Debemos aceptar que la educación ambiental subsiste no sólo por el mérito propio de afanarse
por obtener un lugar en la historia y por construir su porvenir, sino porque hoy el deterioro
ecológico es mucho más que un monstruo que se infiltra en las pesadillas colectivas y ha llegado a
ser una tiniebla real que nos asecha y que nos obliga a educarnos y a educar a otros para
enfrentarla, para no darle el carácter de sombra pasajera. En este contexto, la educación
ambiental sobrevive porque sigue siendo útil, dado que en ella no ha predominado la intención de
resolver problemas entonando lamentos ni jugando al pregonero de los horrores ecológicos, sino
que ha ido desplegando sentidos, ideas, instrumentos y la terquedad necesaria para enarbolar un
prolongado aliento abierto al futuro.
En este artículo, lejos de intentar una disección fina (o un involuntario destazamiento burdo)
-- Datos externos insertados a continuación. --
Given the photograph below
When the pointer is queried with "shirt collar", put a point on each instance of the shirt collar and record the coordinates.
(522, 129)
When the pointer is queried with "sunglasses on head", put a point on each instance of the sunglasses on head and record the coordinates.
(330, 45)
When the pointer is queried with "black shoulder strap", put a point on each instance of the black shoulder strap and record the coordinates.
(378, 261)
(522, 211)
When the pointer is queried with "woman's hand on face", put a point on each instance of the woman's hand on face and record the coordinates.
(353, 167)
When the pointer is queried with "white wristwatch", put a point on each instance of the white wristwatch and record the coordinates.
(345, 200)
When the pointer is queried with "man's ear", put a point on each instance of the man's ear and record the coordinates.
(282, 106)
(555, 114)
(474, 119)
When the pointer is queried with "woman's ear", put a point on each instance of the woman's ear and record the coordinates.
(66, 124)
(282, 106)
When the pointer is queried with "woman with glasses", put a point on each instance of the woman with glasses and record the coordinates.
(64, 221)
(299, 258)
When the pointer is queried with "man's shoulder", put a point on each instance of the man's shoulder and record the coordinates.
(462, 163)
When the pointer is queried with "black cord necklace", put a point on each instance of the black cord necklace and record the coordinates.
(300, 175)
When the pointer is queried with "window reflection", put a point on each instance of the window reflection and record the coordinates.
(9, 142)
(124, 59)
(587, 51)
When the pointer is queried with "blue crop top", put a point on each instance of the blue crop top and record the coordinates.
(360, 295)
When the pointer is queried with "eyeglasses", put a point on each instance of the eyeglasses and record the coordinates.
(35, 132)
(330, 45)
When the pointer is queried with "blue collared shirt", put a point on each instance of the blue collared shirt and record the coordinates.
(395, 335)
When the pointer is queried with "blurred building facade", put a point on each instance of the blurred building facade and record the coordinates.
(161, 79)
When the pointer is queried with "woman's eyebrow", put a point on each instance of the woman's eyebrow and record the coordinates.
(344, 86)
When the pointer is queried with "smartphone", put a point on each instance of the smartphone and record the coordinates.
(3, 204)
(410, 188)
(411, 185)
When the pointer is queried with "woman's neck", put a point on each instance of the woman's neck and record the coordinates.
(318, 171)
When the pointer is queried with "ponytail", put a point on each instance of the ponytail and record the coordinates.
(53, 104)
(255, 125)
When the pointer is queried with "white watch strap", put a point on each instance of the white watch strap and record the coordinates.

sobre tales diferencias, señalo, desde una perspectiva personal, algunos puntos que caracterizan
y le dan identidad al campo de la educación ambiental. Lo aquí escrito es más el resultado de mis
observaciones personales y del enriquecimiento adquirido a partir del diálogo con educadores que
me han enseñado a ver a la educación ambiental no sólo como un campo de conocimiento, sino
como un territorio donde los sentimientos no son afónicos.
Sus progresos, por encima de los vaivenes, han evitado que hoy sea una escenografía educativa
sin sustancia; y a pesar de sus avances, quizá su capital actual no esté asentado sólo en las
respuestas que genera ni en su obstinación por orientar a las sociedades a otros intereses y
motivaciones, a otros referentes y escenarios; sino en el terco cuestionamiento sobre lo que
hemos hecho mal como sociedad para estar arañando la situación límite en lo ambiental. La
obstinación de la pregunta ha conducido a recapitulaciones críticas sobre el papel de la
educación en la trama de las crisis social y ecológica.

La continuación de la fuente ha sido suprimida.